Eine solche „Gehhilfe“ auf dem Weg durch die und aus der Trauer kann das Trauercafé sein. Bei den monatlichen Treffen, die offen für jedermann sind, können sich die Hinterbliebenen austauschen, können erzählen, was ihnen bei der Bewältigung der Trauer geholfen hat oder was sie sich wünschen. Kerstin Werz-Schweitzer gestaltet die gemeinsamen Stunden mit festen Ritualen. So beginnt das Trauercafé mit einer Gesprächsrunde. Die Mitte des Stuhlkreises gestaltet sie jedes Mal anders und lässt sich dabei von den Jahreszeiten oder Festen inspirieren. Nach einem inhaltlichen Impuls ist dann jeder Besucher eingeladen, eine kleine Kerze für seine Toten anzuzünden. Wer möchte, kann dabei erzählen. Für wen die Kerze ist, wie es ihm gerade geht, was ihn bewegt. Oder aber auch schweigen. Die Besucher an diesem Samstag zünden ihre Kerzen für ihre verstorbenen Männer und Frauen, Eltern, Geschwister und Kinder an. Bei einigen liegt der Tod des geliebten Angehörigen erst wenige Wochen zurück. „Weiter möchte ich nichts sagen“, ist von diesen Menschen meist zu hören. Und das ist in Ordnung so. Andere erzählen von ihrer Einsamkeit, wenn da niemand in der leeren Wohnung ist. Oder von der Familie, die sie auffängt und sehr unterstützt. Es ist eine sehr emotionale Runde, in der Tränen fließen. Aber es wird auch gelacht, etwa wenn ein älterer Herr erzählt, seine Frau habe ihm eigentlich noch eine neue Frau besorgen wollen, damit er nicht so allein sei. „Das hat nun nicht mehr geklappt“, sagt er, und dann kommen doch noch die Tränen. „Lachen und Weinen liegen oft nur einen Wimpernschlag voneinander entfernt“, sagt Kerstin Werz-Schweitzer. Und doch ist das Lachen, wenn auch nur ein kurzer Moment, schon wieder ein erster Schritt zurück ins Leben.
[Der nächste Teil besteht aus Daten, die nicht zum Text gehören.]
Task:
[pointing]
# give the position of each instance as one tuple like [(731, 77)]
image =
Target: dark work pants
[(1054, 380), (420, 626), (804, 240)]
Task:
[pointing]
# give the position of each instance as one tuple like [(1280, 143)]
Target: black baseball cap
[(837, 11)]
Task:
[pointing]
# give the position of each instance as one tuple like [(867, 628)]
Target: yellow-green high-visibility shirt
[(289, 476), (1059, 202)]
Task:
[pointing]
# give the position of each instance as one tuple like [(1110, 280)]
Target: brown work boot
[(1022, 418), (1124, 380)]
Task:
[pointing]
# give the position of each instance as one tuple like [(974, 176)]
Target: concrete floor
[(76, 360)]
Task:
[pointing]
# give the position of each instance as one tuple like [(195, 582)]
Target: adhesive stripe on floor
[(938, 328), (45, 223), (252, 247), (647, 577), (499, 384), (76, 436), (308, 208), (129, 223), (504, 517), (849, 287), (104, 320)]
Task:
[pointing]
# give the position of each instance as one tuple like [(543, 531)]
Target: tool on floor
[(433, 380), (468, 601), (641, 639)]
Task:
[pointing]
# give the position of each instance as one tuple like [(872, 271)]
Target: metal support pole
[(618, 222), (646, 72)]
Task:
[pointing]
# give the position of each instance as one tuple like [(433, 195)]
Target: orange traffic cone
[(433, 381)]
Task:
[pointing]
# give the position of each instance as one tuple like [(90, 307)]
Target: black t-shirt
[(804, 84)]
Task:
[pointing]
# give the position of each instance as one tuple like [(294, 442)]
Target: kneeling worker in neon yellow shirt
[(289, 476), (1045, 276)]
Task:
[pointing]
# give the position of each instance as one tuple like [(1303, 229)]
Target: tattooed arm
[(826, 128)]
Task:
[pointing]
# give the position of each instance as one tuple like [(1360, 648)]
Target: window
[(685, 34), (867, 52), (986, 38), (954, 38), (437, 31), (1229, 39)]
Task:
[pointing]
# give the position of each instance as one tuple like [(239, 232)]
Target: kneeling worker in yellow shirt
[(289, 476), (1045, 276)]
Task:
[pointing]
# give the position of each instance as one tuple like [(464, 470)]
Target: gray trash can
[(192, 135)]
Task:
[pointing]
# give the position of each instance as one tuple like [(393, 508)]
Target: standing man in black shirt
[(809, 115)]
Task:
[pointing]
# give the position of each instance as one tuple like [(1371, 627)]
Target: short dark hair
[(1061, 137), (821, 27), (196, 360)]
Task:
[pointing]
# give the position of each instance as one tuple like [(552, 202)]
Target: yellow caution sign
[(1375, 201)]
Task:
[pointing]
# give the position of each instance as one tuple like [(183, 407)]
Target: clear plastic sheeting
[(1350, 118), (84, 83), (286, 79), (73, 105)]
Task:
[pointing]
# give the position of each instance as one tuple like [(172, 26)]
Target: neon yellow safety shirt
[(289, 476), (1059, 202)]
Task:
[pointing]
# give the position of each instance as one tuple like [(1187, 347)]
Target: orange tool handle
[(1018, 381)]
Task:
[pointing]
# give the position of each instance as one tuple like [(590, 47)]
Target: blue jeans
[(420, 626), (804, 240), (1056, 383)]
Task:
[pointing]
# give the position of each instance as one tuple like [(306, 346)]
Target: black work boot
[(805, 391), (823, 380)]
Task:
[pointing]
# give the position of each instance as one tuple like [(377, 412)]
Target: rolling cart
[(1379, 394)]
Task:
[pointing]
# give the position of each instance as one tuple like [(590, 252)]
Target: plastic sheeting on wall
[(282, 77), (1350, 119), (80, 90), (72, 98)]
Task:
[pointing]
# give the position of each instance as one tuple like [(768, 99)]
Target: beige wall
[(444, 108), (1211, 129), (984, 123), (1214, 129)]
Unterstützt wird die Trauerbegleiterin von ehrenamtlichen Hospizbegleitern. An diesem Samstag sind Kerstin Flaxmeier (57), Elfi Thellmann (57), Gabriele Kettenhofen (61) und Martina Dobler (63) dabei, die bei der anschließenden Kaffee-und-Kuchen-Runde für Gespräche bereitstehen. „Zu sehen, wie die Leute kommen und nach zwei Stunden in besserer Verfassung gehen, das zeigt, dass das Café etwas bringt“, sagt Martina Dobler. Ihr gebe die Mitarbeit „ganz viel Zufriedenheit“. Etwa wenn sie sieht, dass sie jemandem geholfen hat. „Vielleicht nur dadurch, ihm einfach die Hand auf die Schulter zu legen“, erläutert sie und ergänzt: „Ich hätte nie gedacht, dass es mir selbst so viel gibt. Die Arbeit hat mich verändert. Ich bin stärker geworden.“

Und wenn am Ende der zwei Stunden jeder seine Kerze wieder ausgelöscht hat, dann hat sich für den einen oder anderen doch ein Licht, ein Hoffnungsschimmer in seiner Trauer gezeigt. Das ist es, was Kerstin Werz-Schweitzer mit ihrem Angebot erreichen möchte: „Ein Neuanfang ist möglich, auch wenn der Einzelne momentan nur ein tiefes, dunkles Loch vor sich sieht“, sagt sie. Jedem Anfang wohnt eben doch ein Zauber inne. Anette Konrad

Trauercafés: Hospiz Elias, Steiermarkstraße 12, Ludwigshafen, erster Samstag im Monat, 15 bis 17 Uhr; Ökumenische Sozialstation Kirchheimbolanden, Dannenfelser Straße 40b, dritter Freitag im Monat, 15 bis 17 Uhr; Räume der Gemeinde Heilig Kreuz in Landau, Augustinergasse 1, dritter Mittwoch im Monat, 15 bis 17 Uhr; Pfarrheim St. Ägidius in Kusel, Lehnstraße 12, erster Montag im Monat, 16 bis 18 Uhr; Hohenburgschule Homburg, Schulstraße 2, erster und dritter Freitag im Monat, 9.30 bis 11.30 Uhr.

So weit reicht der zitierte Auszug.